Treatment
Leprosy is curable with a combination of drugs known as multidrug therapy (MDT), as the treatment of leprosy with only one anti-leprosy drug (monotherapy) will result in development of drug resistance to that drug.
Access to treatment
MDT, first recommended by WHO study group on chemotherapy of leprosy for control programmes 1982, rapidly became the standard treatment of leprosy and has been supplied by WHO free of charge to all endemic countries since 1995.

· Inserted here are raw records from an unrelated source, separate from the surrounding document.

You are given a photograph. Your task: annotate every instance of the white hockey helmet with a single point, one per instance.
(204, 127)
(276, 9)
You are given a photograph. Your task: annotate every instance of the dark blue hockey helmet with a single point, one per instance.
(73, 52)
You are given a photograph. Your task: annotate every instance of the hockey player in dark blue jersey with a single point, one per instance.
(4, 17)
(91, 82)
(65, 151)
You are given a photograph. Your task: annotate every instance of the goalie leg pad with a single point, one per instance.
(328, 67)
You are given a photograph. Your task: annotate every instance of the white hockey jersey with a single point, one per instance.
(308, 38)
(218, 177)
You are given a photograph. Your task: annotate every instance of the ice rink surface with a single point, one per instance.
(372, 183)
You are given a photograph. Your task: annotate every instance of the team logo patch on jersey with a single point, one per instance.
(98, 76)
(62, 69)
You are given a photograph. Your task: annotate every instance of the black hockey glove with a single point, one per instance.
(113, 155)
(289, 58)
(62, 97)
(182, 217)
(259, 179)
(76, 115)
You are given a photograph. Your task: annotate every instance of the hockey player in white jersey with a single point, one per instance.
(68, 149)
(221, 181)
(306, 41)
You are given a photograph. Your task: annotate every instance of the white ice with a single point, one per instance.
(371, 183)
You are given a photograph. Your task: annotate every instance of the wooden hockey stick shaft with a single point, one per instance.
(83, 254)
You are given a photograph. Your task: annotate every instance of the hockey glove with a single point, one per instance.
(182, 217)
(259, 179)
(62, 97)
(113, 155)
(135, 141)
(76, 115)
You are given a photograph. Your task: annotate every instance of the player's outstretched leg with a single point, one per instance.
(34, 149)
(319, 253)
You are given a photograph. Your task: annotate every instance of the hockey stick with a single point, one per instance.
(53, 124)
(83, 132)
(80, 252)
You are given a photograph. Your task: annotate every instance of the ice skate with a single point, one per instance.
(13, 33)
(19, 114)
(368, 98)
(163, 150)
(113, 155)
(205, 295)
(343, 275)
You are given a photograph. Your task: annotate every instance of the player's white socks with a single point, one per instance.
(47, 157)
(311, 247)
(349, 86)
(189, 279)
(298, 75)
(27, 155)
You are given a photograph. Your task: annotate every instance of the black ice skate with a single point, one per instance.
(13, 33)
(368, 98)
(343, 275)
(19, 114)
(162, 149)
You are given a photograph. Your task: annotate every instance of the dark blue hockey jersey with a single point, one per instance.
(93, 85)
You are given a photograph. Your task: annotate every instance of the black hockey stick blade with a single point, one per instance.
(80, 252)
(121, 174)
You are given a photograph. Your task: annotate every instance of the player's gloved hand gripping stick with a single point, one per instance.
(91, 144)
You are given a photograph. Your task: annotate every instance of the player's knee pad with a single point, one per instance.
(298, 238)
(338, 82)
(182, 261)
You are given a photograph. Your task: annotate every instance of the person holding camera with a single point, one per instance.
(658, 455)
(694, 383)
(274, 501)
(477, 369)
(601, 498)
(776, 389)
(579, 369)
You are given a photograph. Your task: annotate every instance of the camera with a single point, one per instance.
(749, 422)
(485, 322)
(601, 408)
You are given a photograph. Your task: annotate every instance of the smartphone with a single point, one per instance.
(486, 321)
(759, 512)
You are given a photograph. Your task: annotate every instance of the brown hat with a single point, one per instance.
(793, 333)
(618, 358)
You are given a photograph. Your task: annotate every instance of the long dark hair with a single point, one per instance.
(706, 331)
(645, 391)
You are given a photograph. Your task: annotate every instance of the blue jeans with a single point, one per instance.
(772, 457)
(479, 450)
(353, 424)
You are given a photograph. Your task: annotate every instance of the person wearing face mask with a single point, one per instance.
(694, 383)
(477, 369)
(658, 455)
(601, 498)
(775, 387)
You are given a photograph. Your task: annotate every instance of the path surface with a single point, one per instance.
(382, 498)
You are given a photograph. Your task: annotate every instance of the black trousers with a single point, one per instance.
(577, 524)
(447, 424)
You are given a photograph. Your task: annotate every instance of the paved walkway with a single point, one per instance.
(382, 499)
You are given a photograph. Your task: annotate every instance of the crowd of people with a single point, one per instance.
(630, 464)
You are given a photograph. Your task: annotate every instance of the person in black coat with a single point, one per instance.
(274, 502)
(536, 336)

WHO works closely with donors and manufacturers to plan the manufacture, procurement and shipment of the MDT drugs having the maximum available shelf life, at the time most appropriate for each national programme. WHO also arranges independent laboratory testing of the drugs at the manufacturer's own expense in order to ensure that the finished WHO product is the best available for national programmes. Such testing is considered essential to maintain the confidence of national programmes in the donated product.
In order to meet emergency requests for MDT, WHO maintains at the donor's expense, substantial buffer stocks at the manufacturing plant. Currently these buffer stocks are equivalent to around 40% of global annual requirements but vary depending on perceived need. To ensure a rapid response to requests for smaller emergency supplies, WHO maintains additional buffer stocks at its headquarters in Geneva and Regional Office in Manila. Response times from WHO Geneva are typically 48 hours and most dispatches are made via courier.

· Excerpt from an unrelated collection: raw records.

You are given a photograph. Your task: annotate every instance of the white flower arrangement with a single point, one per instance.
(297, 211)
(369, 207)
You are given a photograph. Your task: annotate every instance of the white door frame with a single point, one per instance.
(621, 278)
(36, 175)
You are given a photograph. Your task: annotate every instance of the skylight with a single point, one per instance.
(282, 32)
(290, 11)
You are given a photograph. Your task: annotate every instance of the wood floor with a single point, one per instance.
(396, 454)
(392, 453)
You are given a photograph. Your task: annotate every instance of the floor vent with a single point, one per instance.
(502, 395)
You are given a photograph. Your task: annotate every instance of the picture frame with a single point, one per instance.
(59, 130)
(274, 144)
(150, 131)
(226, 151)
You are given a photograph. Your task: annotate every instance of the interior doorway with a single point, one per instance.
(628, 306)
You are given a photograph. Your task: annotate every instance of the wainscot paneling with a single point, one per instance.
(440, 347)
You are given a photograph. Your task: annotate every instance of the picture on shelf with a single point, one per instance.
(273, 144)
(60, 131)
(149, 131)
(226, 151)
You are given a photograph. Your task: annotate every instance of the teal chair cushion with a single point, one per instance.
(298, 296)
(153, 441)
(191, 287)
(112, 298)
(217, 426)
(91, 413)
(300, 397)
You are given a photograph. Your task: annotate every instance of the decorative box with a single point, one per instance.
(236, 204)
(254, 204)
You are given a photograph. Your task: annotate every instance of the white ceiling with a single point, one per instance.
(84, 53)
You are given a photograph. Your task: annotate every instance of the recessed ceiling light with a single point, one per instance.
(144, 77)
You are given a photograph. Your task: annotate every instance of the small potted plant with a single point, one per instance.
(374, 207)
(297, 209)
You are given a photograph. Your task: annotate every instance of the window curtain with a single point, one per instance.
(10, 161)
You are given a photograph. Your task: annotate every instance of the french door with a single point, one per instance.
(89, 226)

WHO recommended multidrug therapy (MDT) regimens
The Guidelines for the diagnosis, treatment and prevention of leprosy (WHO, 2018), recommends the same 3-drug regimen with rifampicin, dapsone and clofazimine for all leprosy patients, with a duration of treatment of 6 months for PB leprosy and of 12 months for MB leprosy.

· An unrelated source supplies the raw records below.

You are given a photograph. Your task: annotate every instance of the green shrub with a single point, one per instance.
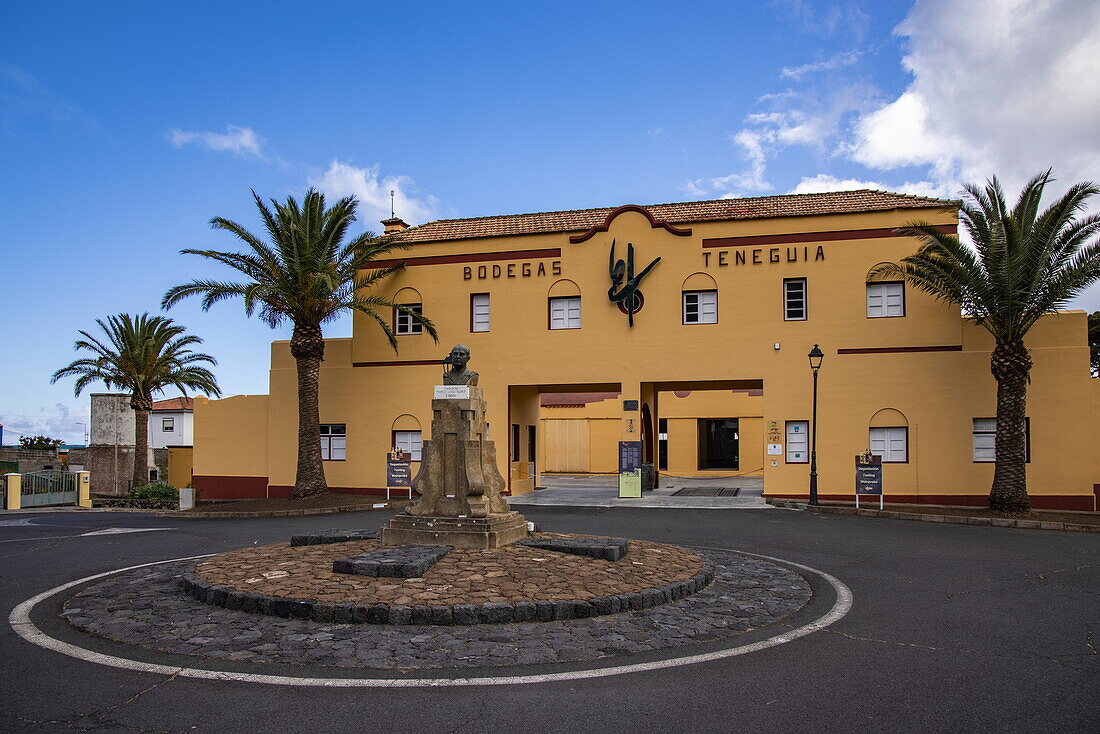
(154, 491)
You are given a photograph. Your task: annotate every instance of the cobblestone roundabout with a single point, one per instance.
(146, 607)
(514, 583)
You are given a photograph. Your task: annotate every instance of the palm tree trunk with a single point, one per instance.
(1011, 367)
(141, 406)
(307, 347)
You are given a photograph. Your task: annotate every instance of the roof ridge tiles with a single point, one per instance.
(563, 220)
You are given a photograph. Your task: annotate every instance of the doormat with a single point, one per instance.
(707, 492)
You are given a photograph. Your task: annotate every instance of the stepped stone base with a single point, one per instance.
(492, 532)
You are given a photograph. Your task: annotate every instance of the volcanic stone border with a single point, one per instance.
(611, 549)
(332, 535)
(400, 562)
(460, 614)
(143, 607)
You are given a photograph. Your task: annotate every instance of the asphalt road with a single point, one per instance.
(953, 628)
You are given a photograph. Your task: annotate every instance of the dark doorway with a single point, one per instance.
(718, 444)
(647, 434)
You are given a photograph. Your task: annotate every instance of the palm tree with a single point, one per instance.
(143, 355)
(1024, 263)
(305, 275)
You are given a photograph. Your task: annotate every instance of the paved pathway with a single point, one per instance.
(602, 491)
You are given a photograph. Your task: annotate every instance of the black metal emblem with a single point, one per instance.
(625, 283)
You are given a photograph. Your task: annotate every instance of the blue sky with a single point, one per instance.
(125, 127)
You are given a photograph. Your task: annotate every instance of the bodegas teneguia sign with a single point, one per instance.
(625, 282)
(762, 255)
(512, 270)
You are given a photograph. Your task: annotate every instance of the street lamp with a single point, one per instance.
(816, 355)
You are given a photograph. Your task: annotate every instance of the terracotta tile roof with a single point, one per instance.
(175, 404)
(761, 207)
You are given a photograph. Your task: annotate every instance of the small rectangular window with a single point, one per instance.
(404, 324)
(408, 441)
(891, 444)
(565, 313)
(886, 299)
(798, 441)
(985, 440)
(333, 441)
(479, 311)
(701, 307)
(794, 299)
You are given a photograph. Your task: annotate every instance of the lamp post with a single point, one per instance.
(816, 355)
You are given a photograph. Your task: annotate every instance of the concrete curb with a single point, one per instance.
(278, 513)
(931, 517)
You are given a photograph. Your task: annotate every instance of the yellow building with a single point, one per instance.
(732, 295)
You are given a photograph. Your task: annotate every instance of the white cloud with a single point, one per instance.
(799, 119)
(1005, 87)
(839, 61)
(242, 142)
(373, 194)
(61, 423)
(824, 182)
(22, 95)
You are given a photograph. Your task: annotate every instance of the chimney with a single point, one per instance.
(394, 225)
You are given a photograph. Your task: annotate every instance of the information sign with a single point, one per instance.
(451, 392)
(868, 475)
(629, 469)
(397, 471)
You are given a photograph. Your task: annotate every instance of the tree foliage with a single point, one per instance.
(305, 273)
(143, 355)
(1024, 262)
(40, 442)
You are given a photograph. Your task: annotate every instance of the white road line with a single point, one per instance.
(108, 530)
(20, 620)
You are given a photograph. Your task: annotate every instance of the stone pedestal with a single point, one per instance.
(461, 490)
(493, 532)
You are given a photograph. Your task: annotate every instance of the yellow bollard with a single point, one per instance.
(14, 490)
(84, 486)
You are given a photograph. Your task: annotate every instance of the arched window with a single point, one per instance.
(700, 299)
(406, 436)
(888, 436)
(884, 298)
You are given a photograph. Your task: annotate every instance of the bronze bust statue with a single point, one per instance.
(459, 374)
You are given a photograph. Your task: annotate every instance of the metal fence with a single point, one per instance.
(48, 488)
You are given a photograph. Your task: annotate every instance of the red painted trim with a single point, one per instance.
(472, 258)
(283, 491)
(680, 231)
(1071, 502)
(811, 237)
(399, 363)
(230, 488)
(899, 350)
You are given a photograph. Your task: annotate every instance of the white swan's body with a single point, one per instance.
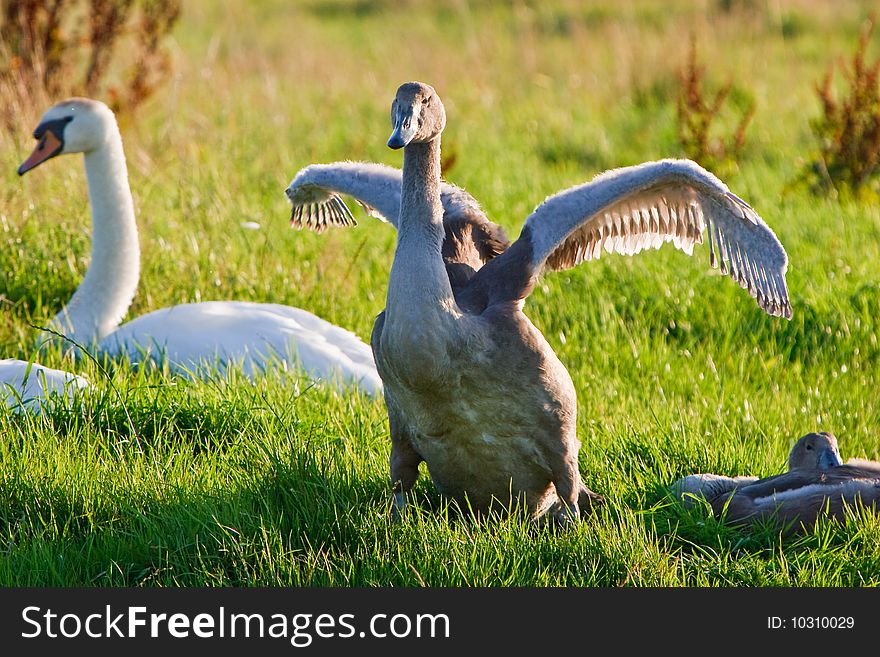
(250, 335)
(191, 338)
(28, 385)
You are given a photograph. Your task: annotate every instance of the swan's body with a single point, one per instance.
(188, 337)
(472, 387)
(817, 483)
(28, 385)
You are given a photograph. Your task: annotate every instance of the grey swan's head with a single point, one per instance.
(417, 115)
(816, 451)
(76, 125)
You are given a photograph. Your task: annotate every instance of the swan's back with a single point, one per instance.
(194, 336)
(28, 384)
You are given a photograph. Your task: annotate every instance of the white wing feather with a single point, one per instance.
(631, 209)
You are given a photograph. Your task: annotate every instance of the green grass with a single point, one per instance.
(157, 481)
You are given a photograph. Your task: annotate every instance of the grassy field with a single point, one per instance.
(158, 481)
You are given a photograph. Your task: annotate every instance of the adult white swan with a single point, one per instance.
(471, 386)
(28, 385)
(188, 336)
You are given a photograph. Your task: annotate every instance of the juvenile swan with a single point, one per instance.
(188, 336)
(471, 386)
(817, 483)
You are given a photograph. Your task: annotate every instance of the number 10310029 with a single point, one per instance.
(810, 623)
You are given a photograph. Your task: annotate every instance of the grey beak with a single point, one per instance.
(829, 458)
(404, 130)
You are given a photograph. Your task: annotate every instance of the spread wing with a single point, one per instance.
(315, 194)
(635, 208)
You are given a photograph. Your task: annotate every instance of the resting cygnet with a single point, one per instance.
(817, 482)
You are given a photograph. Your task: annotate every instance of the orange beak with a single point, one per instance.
(48, 146)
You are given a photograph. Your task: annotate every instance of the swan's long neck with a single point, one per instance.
(418, 286)
(108, 288)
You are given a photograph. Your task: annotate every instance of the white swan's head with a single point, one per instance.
(417, 115)
(815, 451)
(76, 125)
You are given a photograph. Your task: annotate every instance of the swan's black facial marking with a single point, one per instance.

Rifampicin is given once a month. No toxic effects have been reported in the case of monthly administration. The urine may be coloured slightly reddish for a few hours after its intake, this should be explained to the patient while starting MDT.
Clofazimine is most active when administered daily. The drug is well tolerated and virtually non-toxic in the dosage used for MDT. The drug causes brownish black discoloration and dryness of skin. However, this disappears within few months after stopping treatment. This should be explained to patients starting MDT regimen.
Dapsone is very safe in the dosage used in MDT and side effects are rare. The main side effect is allergic reaction, causing itchy skin rashes and exfoliative dermatitis. Patients known to be allergic to any of the sulpha drugs should not be given dapsone.